I think that’s pasta…

Many film scholars don’t know this, but James Beard was the inspiration behind Mr. Creosote in Monty Python’s The Meaning of Life. As we all know, James loved to eat, and his favorite food was one of everything. He only had it one time though, at New York’s famed Delmonico’s. He consumed seven different kinds of steaks, a whole chicken, a rack of lamb, and everything else that was on the menu. After he was finished, he gave a satisfied burp and rubbed his belly. Although he was very pleased, he skipped on the chicken on future visits.

4. The Time James Beard Outsmoked Julia Child

BFFLs

James Beard was the fag to Julia Child’s fag hag. The two were inseparable since they both appeared together on Johnny Carson or something. The lived together. They ate together. And they had dual toilets in the same bathroom, often going at the same time.

Everyone knows Julia smoked “delightful puffs,” as she put it. But did you know James Beard was quite the smoker himself? The subject came up when they both appeared on Howard Stern in 1995. Pauly Shore had just happened to roll a fatty spliff, and he kept rolling them and rolling them because James and Julia kept smoking so much. Ultimately, James out smoked Julia by one toke. Afterwards, they all went to Macaroni Grill and shared a large Alfredo trough.

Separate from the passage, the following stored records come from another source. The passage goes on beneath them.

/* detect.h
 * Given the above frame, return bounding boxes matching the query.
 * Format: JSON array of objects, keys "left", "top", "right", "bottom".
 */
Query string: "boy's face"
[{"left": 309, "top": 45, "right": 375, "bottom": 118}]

James Beard on Howard Stern right before outsmoking Julia Child.

3. The Time James Beard Was Caught Making Out with Jacques Pépin

Woof!

Everyone knows James Beard was what was referred to during his time as a “bachelor.” At the Ritz in London in 1975, guests waiting for the elevator caught a glimpse of James and Jacques Pépin, winner of France’s prestigious Sexiest Chef award, in a warm embrace, lips locked. Jacques quickly pulled away and later denied that such a thing did happen. But at a press conference the following morning, James confirmed that it did indeed happen, that he didn’t let go because he “wanted them to see.” Jacques is far from the only celebrity that James has been linked to. Others include: Wolfgang Puck, Joël Robuchon, José Andres, and Pauly Shore.

Comment dit-on… “daddy?”

2. The Time James Beard Baked Himself into a Giant Loaf of Bread

Look at that chonker!

At 4:08 am on October 4, 1988, Portland police responded to a distressed call from James, who sounded muffled. Upon arriving at his Victorian bungalow, first responders broke into his marble kitchen and soon spotted a gigantic sweet batard on the floor – one arm poking out one of it, the hand attached gripping a pink-corded phone. Before too long officers realized it was James, who, being the master baker he was, baked himself into a loaf of bread just to see if he could. The only way for the officers to free him was to eat the bread. Twelve officers got to work on their hands and knees, taking bite after bite of delicious, delicious bread. They finally got down to James, damp and naked, one officer accidentally biting skin. The officer was terrified, but James just laughed, and everyone breathed sighs of relief. Then James and the other officers proceeded to partake in a “baker’s dozen.”

And last but not least…

1. James Beard’s Annual Fire Island White Party

From 2006, when Daft Punk headlined.

Every July 4th weekend for 50 years, James Beard held an annual White Party on his Fire Island compound. Everyone who was anyone would make the trek – men of all shapes, sizes, and ages were welcome.

The weekend would kick off with a feast of canapés, held up high on silver trays by the first born sons of every senator. Between dips in the ocean and the pool of ice cream, guests would enjoy the champagne jacuzzi or hit up the dance floor for the nastiest beats. On the last night of the weekend, out came the foam, each year flavored after a different pie (banana cream being an especially memorable one). The next morning, Jame’s hundreds of guests would leave at the same time, and he and Julia would bask in their mess.

Oh James, you crazy dog. You knew how to enjoy the fine things in life, a skill few possess but many covet. May you forever bless us with your wisdom and keep teaching us from beyond the grave.